The first of these uprisings prompted an unusual acknowledgment of vulnerability by the supreme leader, who delivered a speech at the height of the unrest in which he attributed the rapid organizing and anti-government slogans to Resistance Units led by the MEK. Ever since then, Khamenei and other leading officials have been warning about the potential for more of the same activities. And although the coronavirus pandemic has interrupted opportunities for mass public demonstrations, it has also given the Iranian people even more grounds for long-term outrage against repressive authorities.

That outrage is bound to pour into the streets once again as soon as the public health crisis has abated, unless Tehran effectively bolsters the response from institutions like the IRGC. Fortunately, Khamenei undermined his own regime’s own strategy for doing so when he announced the ban on imported vaccines. While this may help to keep the public subdued for a while longer, it will also most likely make the international community less susceptible to appeals for sanctions relief, which if granted would have given the regime ample opportunity to dump more resources into the repression of dissent.

From the start of the pandemic until the date of Khamenei’s announcement, Tehran has attempted to argue that US-led sanctions were a major obstacle to resolution of the public health crisis. Those sanctions, the regime insisted, would make it difficult for Iran to purchase vaccines from foreign manufacturers. But as soon as those vaccines actually became available and this lie was on the verge of being exposed, the supreme leader changed tack by promoting a series of wild conspiracy theories in hopes of distracting from the sanctions’ irrelevance to matters concerning medicine and other humanitarian goods.

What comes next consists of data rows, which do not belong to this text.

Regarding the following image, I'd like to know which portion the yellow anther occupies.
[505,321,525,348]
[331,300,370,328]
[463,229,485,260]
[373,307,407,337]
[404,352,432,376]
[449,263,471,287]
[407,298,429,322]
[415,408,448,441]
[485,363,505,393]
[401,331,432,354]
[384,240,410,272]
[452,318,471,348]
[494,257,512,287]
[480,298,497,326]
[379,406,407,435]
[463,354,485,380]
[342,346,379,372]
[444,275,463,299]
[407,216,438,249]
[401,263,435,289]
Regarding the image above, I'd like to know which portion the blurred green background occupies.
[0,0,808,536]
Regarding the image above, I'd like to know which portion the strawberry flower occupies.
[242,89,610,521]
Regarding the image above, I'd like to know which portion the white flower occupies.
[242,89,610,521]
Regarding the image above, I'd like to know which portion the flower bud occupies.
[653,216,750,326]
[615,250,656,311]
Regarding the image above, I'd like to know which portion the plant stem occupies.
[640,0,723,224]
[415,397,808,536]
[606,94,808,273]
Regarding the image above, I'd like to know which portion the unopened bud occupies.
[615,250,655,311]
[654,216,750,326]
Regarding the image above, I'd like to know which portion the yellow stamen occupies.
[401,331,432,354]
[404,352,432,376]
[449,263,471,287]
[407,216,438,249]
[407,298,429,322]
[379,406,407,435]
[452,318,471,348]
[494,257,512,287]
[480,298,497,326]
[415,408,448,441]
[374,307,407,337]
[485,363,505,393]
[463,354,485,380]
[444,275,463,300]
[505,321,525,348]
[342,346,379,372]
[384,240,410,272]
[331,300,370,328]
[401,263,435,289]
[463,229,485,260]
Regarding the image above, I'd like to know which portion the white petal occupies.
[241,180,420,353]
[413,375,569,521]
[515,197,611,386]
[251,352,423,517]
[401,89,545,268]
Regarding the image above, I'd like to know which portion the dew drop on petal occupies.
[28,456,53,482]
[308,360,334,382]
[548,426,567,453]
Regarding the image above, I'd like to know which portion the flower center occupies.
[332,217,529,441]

Iran regime’s vaccination scam - December 2020

Given the growing availability of independent and foreign news outlets, even in the face of Iran’s tight controls on media and the internet, there is a limit to how much well this distraction can work inside Iran. But in any event, it shouldn’t work on the international community at all. There would be no excuse for Western powers overlooking the contradiction between Tehran’s earlier appeals for sanctions relief and Khamenei’s new insistence upon self-sanctioning where coronavirus vaccines are concerned.

In fact, his ban on those vaccines should promptly result in an increase rather than a reduction of foreign pressure. The international community ought to recognize the falsity of the earlier appeals as well as the regime’s complete abdication of its responsibility for the health and wellbeing of its people. And the US and its allies ought to respond to that awareness by more heavily sanctioning the regime’s leadership and isolating its envoys diplomatically. Only by those means can the international community hope to compel Tehran into granting its people access to resources that could save their lives and reduce their suffering much more quickly.

Of course, Tehran may not succumb to that pressure before the regime moves forward with its plans to use unproven and potentially ineffective vaccine alternatives. But as long as Western powers clearly broadcast the intentions of their newly applied pressure, at least the Iranian people will come away from the current crisis with an understanding that the international community didn’t stand back or side with Tehran deliberately mismanaging the pandemic and massacring the people. And when the effects of that mismanagement inevitably fuel a new uprising, at least the Iranians will recognize that they have supporters abroad who care for their wellbeing more than their economic interests in engaging with the criminal regime.